Speech-language pathologist :: A speech language pathologist is a specialist in the diagnosis and non-medical treatment of speech and language disorders. An SLP obtains either a Master’s or Doctoral level degree, and then completes a training fellowship prior to entering practice.

Steady state evoked potentials :: An objective measure of hearing that requires no participation from the child. SSEP’s provide detailed information about the child’s hearing acuity. This is a very new measure that does not yet have widespread availability.

Suprasegmental :: The cues of language that come from pitch, intensity and durational differences in the pattern of speech. Suprasegmentals are what allow an English speaker to recognize the inflection of a question, even though the question is asked in another language.

Telemetry :: A feature built into the implant system that allows the audiologist to test the function of the implanted portion of the system. This is a quick test that requires no input from the child, and provides valuable information about how well the electrodes are functioning.

Telemic :: An optional accessory to the TEMPO+ that allow the user to take advantage of two features: a built-in telecoil for accessing certain assistive listening devices, or an external microphone.

Threshold :: Hearing threshold is defined as the level at which a person hears a sound 50% of the time. This means, it is so soft, that the listener isn’t even sure the sound is really there. When the audiologist performs an audiogram, he or she is trying to find the child’s threshold of hearing at different pitches across a spectrum from low to high pitch. Threshold can also refer to the softest level of electrical stimulation a child can perceive. In the MED-EL mapping software, the threshold setting of the map is abbreviated as “THR”. However, with MED-EL cochlear implants, threshold measures do not significantly impact the quality of the resulting map, and often are not measured.
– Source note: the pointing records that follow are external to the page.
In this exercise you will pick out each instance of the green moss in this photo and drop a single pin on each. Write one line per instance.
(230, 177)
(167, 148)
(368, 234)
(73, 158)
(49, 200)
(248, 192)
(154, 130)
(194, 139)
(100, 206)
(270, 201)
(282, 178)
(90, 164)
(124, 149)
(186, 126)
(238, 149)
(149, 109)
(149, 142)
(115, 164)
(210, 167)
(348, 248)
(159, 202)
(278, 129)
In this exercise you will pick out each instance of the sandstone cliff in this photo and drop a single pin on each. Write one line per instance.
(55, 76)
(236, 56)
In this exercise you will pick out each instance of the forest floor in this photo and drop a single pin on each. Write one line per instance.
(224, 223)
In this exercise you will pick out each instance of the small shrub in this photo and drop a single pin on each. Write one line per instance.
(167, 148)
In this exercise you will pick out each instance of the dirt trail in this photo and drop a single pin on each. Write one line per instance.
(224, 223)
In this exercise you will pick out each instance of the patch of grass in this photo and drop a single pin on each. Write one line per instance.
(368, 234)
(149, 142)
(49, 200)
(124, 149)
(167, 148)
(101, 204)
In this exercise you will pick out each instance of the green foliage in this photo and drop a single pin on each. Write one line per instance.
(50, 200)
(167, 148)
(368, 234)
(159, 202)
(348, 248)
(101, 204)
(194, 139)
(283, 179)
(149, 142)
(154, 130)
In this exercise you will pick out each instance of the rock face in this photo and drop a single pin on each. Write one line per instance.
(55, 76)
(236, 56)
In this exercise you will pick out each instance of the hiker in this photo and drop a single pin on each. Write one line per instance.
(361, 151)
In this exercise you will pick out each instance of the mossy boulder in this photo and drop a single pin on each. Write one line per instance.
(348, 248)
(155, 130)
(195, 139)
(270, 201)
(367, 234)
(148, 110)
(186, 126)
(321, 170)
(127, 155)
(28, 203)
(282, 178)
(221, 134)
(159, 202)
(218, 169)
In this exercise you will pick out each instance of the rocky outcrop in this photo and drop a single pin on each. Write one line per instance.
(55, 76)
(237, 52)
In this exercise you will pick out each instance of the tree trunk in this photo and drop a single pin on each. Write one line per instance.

Tonotopic organization :: The inner ear and the auditory area of the brain and central nervous system are arranged in pitch order, from low to high. Sounds of different pitches are processed by different hair cells, nerve fibers, or brain synapses. The cochlear implant, therefore, is designed to present pitch information to the areas of the cochlea that are “tuned” to be sensitive to those pitches.

U-pin :: A connection accessory that allows a battery pack to be connected to the speech processor without using an earhook. It is most commonly used in the BabyBTE™ configuration. The u-pin can also be ordered in a “locking” configuration, which keeps a small child from removing it from the processor.

Visually reinforced audiometry (VRA) :: This is a technique for obtaining responses to sounds from children who are not yet able to report what they hear. The child is presented with a sound, and when they respond, they are rewarded with something they can see, such as a puppet or an animated toy. The audiologist attempts to condition the child to look for the toy when a sound is heard, thus providing a method for testing the hearing of small children.

Vocal play :: The act of experimenting with the voice. Babies go through various stages of playing with their voices. This play becomes more and more speech-like until true words emerge. When a young child with a cochlear implant begins experimenting with his or her own voice, it is a good indicator that the child is hearing sound through the implant and is beginning to make the connection between hearing and the voice. With more time and practice, these vocalizations should begin to approximate words or phrases.

Volume switch (x-y-z) :: The volume switch allows the user to choose different volume levels for each program. The audiologist sets the volume levels, so it is best to consult the child’s parent or implant center for guidance on the correct volume setting for the child.